Both fundamental and technical traders (another false dichotomy, since anyone who isn’t at least a little bit of both is eventually doomed) rely heavily on computers; it would be virtually impossible to do otherwise these days, and that’s fine: computers are great at crunching numbers. In the case of big data, the end result of all that crunching can be some seemingly relevant correlations. But it’s as pointless to look at a correlation without a notion of causation as it would be to trade stocks without using computers. Fortunately, one thing humans still do far better than machines is to create stories.

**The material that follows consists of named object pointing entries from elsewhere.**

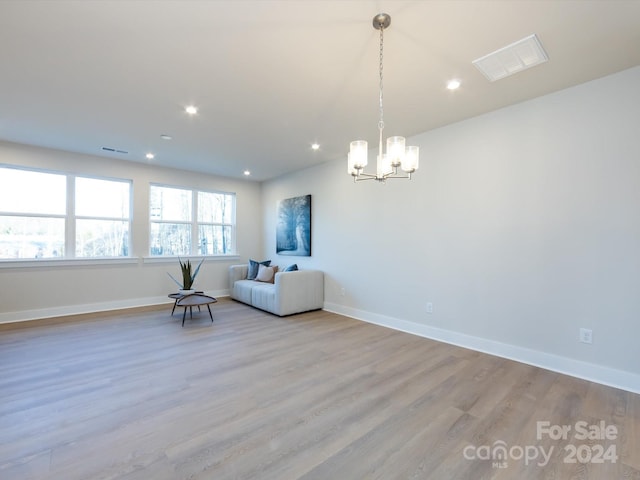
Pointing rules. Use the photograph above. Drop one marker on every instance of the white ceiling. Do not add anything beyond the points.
(272, 77)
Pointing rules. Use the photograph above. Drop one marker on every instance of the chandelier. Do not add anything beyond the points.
(397, 156)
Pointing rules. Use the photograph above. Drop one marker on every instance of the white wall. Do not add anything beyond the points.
(51, 290)
(521, 226)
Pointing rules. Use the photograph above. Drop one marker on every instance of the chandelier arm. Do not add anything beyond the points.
(387, 165)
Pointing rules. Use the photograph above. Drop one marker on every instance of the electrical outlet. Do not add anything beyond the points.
(586, 335)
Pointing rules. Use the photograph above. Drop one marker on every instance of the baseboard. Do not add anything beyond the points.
(576, 368)
(63, 311)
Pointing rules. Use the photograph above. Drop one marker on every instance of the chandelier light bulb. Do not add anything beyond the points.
(398, 155)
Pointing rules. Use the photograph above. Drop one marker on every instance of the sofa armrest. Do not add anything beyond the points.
(299, 291)
(237, 272)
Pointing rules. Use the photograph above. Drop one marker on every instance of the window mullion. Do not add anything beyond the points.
(195, 239)
(70, 221)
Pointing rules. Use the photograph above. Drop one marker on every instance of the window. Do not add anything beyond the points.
(102, 217)
(178, 216)
(49, 215)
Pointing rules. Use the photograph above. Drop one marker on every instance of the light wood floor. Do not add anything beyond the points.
(313, 396)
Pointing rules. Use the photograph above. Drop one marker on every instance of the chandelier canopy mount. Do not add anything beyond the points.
(397, 155)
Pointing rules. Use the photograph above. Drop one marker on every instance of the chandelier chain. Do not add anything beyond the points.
(381, 122)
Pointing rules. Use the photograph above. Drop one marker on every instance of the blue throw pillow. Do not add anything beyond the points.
(252, 272)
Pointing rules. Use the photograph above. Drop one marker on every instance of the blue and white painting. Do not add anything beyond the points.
(293, 229)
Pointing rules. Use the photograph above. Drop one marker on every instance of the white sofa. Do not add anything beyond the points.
(291, 292)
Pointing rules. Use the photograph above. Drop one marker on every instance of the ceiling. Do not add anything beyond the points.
(272, 77)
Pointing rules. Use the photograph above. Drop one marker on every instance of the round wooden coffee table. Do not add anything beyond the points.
(197, 299)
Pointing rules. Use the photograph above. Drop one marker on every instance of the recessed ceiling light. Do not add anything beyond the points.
(453, 84)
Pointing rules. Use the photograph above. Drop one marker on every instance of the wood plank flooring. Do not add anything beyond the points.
(132, 395)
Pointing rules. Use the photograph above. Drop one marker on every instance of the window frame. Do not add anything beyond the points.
(70, 218)
(194, 250)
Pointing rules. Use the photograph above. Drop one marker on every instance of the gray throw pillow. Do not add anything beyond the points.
(253, 268)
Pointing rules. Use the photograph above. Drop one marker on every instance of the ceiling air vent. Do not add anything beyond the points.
(514, 58)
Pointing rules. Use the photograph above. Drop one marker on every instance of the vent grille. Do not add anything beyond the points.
(514, 58)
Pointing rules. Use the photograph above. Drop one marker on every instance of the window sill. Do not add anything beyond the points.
(197, 258)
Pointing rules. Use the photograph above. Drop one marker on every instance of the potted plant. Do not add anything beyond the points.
(188, 276)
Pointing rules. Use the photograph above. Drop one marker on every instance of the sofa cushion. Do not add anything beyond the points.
(242, 290)
(253, 268)
(263, 296)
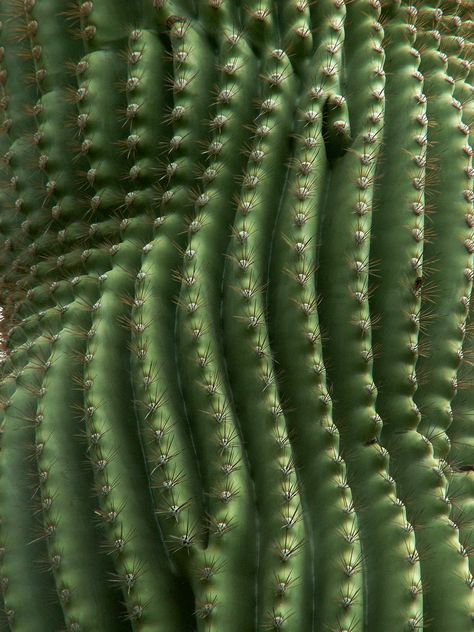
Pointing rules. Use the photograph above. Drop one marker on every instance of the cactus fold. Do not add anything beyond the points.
(236, 391)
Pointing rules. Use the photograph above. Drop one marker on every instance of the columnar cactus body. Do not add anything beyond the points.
(236, 271)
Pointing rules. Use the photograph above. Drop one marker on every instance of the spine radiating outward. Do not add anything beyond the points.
(236, 384)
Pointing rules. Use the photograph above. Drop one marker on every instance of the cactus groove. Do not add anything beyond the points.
(236, 269)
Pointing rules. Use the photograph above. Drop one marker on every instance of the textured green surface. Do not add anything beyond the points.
(236, 243)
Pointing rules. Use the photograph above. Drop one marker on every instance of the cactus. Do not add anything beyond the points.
(236, 267)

To be sure, sometimes our reflexive need to wrap data in a narrative does us a disservice: it leads us to see patterns that aren’t there well as overlook patters that are (Kahneman, Mandelbrot and Taleb are particularly helpful on this point if you haven’t read them). And, of course, it is this very tendency that gives rise to false dichotomies (since they make stories easier to construct and share). But I think we’re at the peak of overcorrection when we try to get people out of the process. Without the people we don’t have a story, without the story we don’t have a context, and without the context those data don’t have useful meaning.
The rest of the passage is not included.